With employees holding tight to their roles, companies are rethinking how to create movement inside their walls, inciting HR managers to review career frameworks and internal mobility to keep workers engaged and ensure critical responsibilities don’t go unaddressed.
Over two-fifths of HR managers are focusing on upskilling their workforce
How are companies navigating hiring freezes when faced with business-critical roles? Two-fifths (43%) of HR managers report that they are focusing on upskilling their current workforce to promote staff internally.
When asked which skills and areas were most urgent, 46% of HR managers highlighted artificial intelligence and other technology skills, showing the growing importance of digital capability across the market.
Another 35.5% are prioritizing leadership and people management skills; a notable statistic given that effective management remains uniquely human and cannot be replicated by technology. The plan to upskill also addresses a known gap: studies show that 82% of managers step into leadership positions without receiving any formal training.

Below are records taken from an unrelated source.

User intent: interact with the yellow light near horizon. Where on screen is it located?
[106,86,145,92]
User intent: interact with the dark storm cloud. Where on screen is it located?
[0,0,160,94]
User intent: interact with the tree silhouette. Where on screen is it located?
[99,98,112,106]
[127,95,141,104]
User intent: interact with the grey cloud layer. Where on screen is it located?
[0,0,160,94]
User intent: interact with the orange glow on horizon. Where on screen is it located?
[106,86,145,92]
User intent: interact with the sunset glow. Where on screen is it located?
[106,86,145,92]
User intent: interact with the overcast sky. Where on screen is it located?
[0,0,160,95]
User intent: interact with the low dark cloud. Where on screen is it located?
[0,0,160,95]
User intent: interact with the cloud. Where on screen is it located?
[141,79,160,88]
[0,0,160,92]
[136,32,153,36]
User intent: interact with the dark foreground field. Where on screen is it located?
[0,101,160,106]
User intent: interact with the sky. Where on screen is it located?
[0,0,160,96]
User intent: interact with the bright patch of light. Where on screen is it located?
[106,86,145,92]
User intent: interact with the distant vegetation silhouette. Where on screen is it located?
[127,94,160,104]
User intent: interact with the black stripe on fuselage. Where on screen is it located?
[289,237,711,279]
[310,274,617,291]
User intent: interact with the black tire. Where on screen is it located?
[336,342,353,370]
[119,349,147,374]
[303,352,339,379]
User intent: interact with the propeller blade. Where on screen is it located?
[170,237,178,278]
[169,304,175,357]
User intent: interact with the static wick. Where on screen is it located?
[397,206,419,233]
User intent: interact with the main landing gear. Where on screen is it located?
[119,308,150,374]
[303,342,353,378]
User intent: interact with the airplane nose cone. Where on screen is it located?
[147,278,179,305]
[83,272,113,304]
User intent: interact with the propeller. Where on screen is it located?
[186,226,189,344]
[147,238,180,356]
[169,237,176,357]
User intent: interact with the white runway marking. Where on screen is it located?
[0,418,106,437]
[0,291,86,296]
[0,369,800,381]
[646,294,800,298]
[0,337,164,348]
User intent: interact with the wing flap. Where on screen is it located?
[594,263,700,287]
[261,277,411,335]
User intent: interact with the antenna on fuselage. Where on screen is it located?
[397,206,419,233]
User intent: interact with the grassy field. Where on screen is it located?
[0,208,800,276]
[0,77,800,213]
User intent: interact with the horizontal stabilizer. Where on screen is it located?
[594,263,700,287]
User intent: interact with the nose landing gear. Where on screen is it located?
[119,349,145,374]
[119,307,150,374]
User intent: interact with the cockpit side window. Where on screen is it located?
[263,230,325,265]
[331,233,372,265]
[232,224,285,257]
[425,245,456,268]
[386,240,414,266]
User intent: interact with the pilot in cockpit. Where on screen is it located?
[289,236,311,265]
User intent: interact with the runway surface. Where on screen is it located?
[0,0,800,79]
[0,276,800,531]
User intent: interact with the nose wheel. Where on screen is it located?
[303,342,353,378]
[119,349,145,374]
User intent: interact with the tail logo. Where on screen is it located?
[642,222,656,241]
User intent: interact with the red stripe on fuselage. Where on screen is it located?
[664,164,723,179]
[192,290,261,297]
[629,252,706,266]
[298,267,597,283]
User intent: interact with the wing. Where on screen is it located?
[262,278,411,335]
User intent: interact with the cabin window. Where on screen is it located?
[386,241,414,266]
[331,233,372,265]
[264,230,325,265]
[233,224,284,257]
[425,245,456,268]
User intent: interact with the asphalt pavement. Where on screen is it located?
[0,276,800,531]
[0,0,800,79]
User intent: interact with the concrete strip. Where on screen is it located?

Commenting on the findings, Raymond lee, President of Careerminds, explains:
“We’re seeing a clear shift in how HR leaders are approaching talent needs. Instead of defaulting to external hires, many are upskilling and reskilling their existing workforce. This not only helps to control costs in a tighter budget environment but also strengthens employee loyalty.”
“The rapid growth and adoption of Artificial Intelligence has introduced an area where skills are becoming obsolete; however, we’re seeing a clear shift in how HR leaders are approaching talent needs. They’re prioritizing skills such as risk management and leadership to fill essential gaps that aren’t filled by artificial intelligence.”
“By upskilling employees, we expect to see an uptick in not only retention rates across the market over the coming months but also overall employee satisfaction at work. After all, upskilled employees are satisfied employees.”
Career Frameworks: Building Growth in a Frozen Market
With hiring slowed and employees choosing stability over job changes, companies need new ways to create movement inside their organizations. Our research shows HR leaders are already turning to upskilling and internal mobility to fill important roles and that’s exactly where career frameworks can make a difference.
A clear, well-communicated career framework provides employees with visibility on how they can grow, while giving leaders a structure to align talent strategy with wider business goals. By mapping our skill development and career ladders, organizations can:
- Improve retention and strengthen employee loyalty
- Boost motivation and trust in leadership
- Enhance employer branding by showing clear growth opportunities
- Control costs by reducing reliance on external hires
Careerminds’ Career Frameworks tool brings this to life by allowing employees to track skill expansion over time and giving managers real data to support one-on-one and progression conversations. It’s a cost-effective way to keep talent engaged and essential roles filled, even in a frozen market.
Career Frameworks is now part of the comprehensive suite of services offered by Careerminds, alongside our renowned outplacement services and career coaching.
Methodology:
This report is based on a survey conducted by Careerminds in August 2025, gathering insights from 600 HR professionals across the United States. All respondents were currently working in full-time HR roles.